Sa série « Etudes et Chutes », commencée en 2001, propose ainsi des assemblages symptomatiques. Tels ces ravissants angelots argentés surmontés d’un paquet de bout de bois cimentés et ficelés (2012). Ou encore, ces aiguières et ces vases en bronze ou en faïence d’où s’écoulent d’étranges formes en silicone.
Les sculptures procèdent selon le même principe. Par exemple, des perroquets multicolores venus de lointaines îles caraïbes sont posés sur des blocs aux masses rondes qui font penser à des sculptures de Henry Moore ou de Jean Arp, sauf qu’elles sont en résine, que leur surface est rugueuse, brute, et qu’elles sont posées sur des socles en bois brut. Ce sont « O jardim botânico tropical », deux pièces de 2010, qui donneront leur nom à une importante exposition dédié à l’artiste, en 2011, par le Centre d’Art Le Moulin de la Valette-du-Var. On y découvre aussi un cygne au plumage sali qui a fait son nid sur des sacs poubelles (Sans titre, (descendu des hauteurs où règne la lumière), 2008) et une maquette de bateau rouge échoué sur un amas de déchets (l’aube cardinale, 2010).
Les expos personnelles établissent des liens entre les pièces. Mais rien de très structuré, une géographie flottante, qui se parcourt sur le mode de la déambulation. En 2012, par exemple, au Château de Tourrettes-sur-Loup, Karim Ghelloussi pense à « un paysage » lorsqu’il conçoit la scénographie de son exposition : « Au désert j’ai dû me rendre… ». Les pièces qu’ils présentent évoquent, entre autres, l’Orient, l’Afrique du Nord. A l’instar de ce personnage mélancolique en mortier et résine qui se tient debout, deux dromadaires miniatures à ses pieds, et un troisième à la main. Ou encore de ces pâtisseries orientales monochromes servies sur un socle de bois (Sans titre, « Turkish Delight», 2011). Ou de cette maquette de constructions issues du Maghreb, qui est posée sur 2 chaises.

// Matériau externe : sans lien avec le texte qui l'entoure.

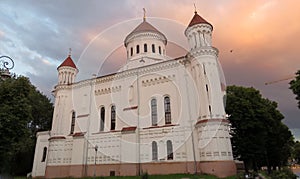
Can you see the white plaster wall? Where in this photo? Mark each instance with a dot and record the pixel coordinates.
(39, 167)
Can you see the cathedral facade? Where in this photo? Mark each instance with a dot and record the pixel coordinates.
(156, 115)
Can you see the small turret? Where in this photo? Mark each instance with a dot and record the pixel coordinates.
(67, 71)
(199, 32)
(146, 42)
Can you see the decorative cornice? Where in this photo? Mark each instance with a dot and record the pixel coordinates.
(201, 122)
(157, 80)
(205, 28)
(57, 138)
(204, 51)
(152, 35)
(164, 65)
(102, 91)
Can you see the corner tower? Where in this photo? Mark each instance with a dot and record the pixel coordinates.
(67, 71)
(212, 127)
(145, 44)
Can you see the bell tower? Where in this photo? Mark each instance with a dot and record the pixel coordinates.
(67, 71)
(212, 127)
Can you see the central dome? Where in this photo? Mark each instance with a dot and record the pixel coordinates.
(145, 43)
(143, 28)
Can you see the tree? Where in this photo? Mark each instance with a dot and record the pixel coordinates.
(296, 151)
(23, 112)
(295, 87)
(259, 138)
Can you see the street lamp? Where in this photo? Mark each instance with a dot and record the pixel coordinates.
(96, 150)
(6, 63)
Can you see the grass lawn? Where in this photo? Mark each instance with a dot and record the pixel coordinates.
(174, 176)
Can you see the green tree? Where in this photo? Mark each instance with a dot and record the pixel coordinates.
(259, 138)
(23, 112)
(295, 87)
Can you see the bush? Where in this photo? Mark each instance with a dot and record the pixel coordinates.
(285, 173)
(145, 176)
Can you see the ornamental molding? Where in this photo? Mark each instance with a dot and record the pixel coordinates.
(204, 51)
(157, 80)
(141, 35)
(203, 28)
(109, 90)
(160, 66)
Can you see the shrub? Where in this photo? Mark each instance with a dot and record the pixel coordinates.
(285, 173)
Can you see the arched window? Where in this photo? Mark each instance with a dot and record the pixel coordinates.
(167, 110)
(44, 154)
(73, 122)
(137, 49)
(153, 48)
(102, 118)
(113, 118)
(169, 150)
(154, 112)
(145, 48)
(154, 151)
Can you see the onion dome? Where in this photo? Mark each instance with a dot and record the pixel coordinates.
(145, 27)
(68, 62)
(197, 19)
(67, 71)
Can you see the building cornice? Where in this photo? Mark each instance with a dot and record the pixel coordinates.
(164, 65)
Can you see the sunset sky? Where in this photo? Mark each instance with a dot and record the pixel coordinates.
(258, 40)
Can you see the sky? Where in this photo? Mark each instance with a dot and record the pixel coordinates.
(258, 40)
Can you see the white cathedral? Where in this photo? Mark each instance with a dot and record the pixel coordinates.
(156, 115)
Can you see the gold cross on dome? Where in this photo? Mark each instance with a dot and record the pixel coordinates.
(144, 14)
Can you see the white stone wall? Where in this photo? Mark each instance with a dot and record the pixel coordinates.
(39, 166)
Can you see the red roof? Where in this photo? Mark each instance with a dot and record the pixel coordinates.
(68, 62)
(146, 27)
(198, 20)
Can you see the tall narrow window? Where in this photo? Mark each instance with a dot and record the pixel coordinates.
(102, 118)
(73, 122)
(145, 48)
(153, 48)
(169, 150)
(154, 112)
(167, 110)
(154, 151)
(113, 118)
(44, 154)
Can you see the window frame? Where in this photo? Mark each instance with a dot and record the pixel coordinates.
(153, 48)
(154, 114)
(44, 154)
(73, 118)
(102, 118)
(145, 48)
(154, 151)
(113, 117)
(170, 152)
(167, 108)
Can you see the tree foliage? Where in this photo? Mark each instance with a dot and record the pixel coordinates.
(23, 112)
(259, 137)
(295, 87)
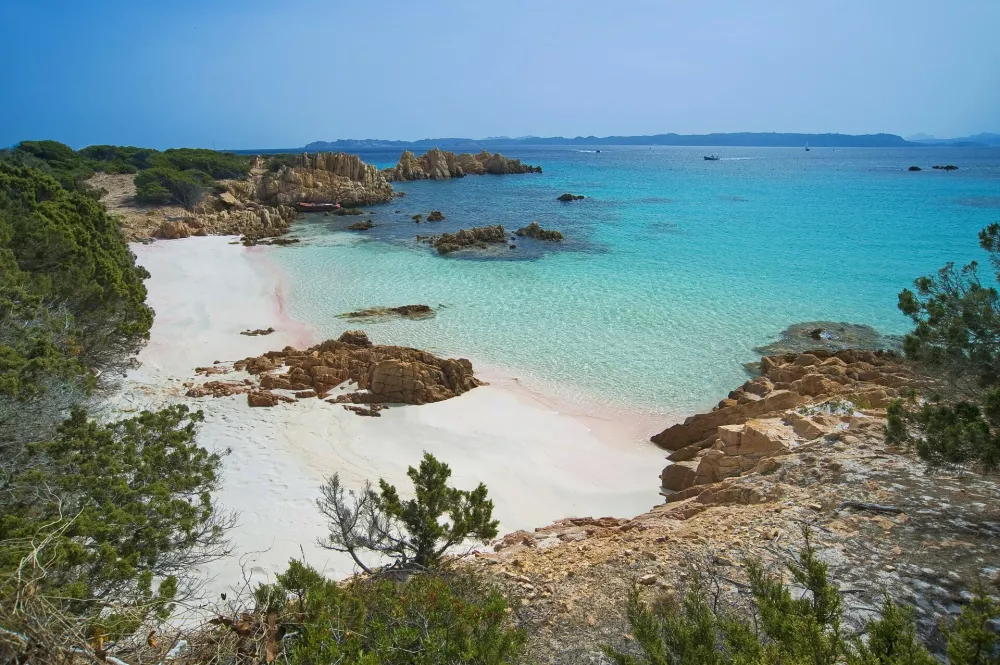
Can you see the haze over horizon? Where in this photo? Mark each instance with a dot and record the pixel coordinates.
(258, 75)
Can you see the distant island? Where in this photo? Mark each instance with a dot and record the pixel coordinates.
(983, 139)
(754, 139)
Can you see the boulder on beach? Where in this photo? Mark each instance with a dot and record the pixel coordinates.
(534, 230)
(381, 373)
(404, 311)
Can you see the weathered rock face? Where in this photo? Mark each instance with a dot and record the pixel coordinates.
(382, 373)
(534, 230)
(436, 164)
(479, 237)
(325, 178)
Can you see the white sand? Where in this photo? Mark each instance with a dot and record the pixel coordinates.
(538, 464)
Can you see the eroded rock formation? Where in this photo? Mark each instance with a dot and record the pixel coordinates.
(436, 164)
(534, 230)
(332, 177)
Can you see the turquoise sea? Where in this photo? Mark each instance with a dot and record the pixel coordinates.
(674, 267)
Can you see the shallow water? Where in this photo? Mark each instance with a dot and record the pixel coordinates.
(674, 267)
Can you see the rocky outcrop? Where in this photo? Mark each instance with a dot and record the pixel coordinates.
(534, 230)
(437, 164)
(867, 378)
(382, 373)
(480, 237)
(378, 313)
(798, 398)
(325, 178)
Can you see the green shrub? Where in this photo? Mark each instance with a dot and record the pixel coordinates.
(804, 629)
(98, 522)
(428, 618)
(411, 533)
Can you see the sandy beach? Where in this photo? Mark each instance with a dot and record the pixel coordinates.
(539, 464)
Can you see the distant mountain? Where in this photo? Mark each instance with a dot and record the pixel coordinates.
(982, 139)
(738, 139)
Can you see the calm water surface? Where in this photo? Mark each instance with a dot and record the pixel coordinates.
(674, 267)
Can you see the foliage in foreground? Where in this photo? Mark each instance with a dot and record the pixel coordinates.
(411, 533)
(98, 523)
(956, 333)
(799, 629)
(439, 617)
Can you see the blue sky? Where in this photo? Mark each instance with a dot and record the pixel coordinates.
(281, 73)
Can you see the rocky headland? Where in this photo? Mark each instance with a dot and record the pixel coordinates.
(479, 237)
(379, 374)
(414, 312)
(534, 230)
(800, 446)
(438, 164)
(258, 206)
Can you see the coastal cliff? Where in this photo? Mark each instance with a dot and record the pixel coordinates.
(257, 206)
(436, 164)
(802, 445)
(325, 178)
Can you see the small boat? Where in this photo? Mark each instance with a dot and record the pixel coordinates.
(316, 207)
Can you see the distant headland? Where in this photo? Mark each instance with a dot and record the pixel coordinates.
(749, 139)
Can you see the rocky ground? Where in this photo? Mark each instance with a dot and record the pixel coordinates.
(438, 164)
(817, 460)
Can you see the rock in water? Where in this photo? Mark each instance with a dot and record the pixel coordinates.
(534, 230)
(382, 373)
(437, 164)
(479, 237)
(325, 178)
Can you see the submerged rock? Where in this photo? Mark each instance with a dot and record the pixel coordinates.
(534, 230)
(438, 164)
(830, 335)
(382, 373)
(325, 178)
(405, 311)
(479, 237)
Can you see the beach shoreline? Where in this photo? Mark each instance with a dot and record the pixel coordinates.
(540, 460)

Les hybrides de Karim Ghelloussi, ces composés hétéroclites, mixant, sur le mode du kitsch, univers et références, semblent toujours en équilibre instable. Leur poésie singulière naît de leur précarité. De leur refus de réduire le monde à une vérité rationnelle et totalitaire. Ils font songer à ces haïkus, petits poèmes japonais, que Karim Ghelloussi aime citer pour illustrer son travail et que Roland Barthes définit ainsi (« L’empire des signes », 1970, cité par Alice Motard dans un texte sur Karim Ghelloussi, « Poétique du toc ») : « Tout en étant intelligible, le haïku ne veut rien dire, et c’est par cette double condition qu’il semble offert au sens, d’une façon particulièrement disponible, serviable, à l’instar d’un hôte poli qui vous permet de vous installer largement chez lui, avec vos manies, vos valeurs, vos symboles ».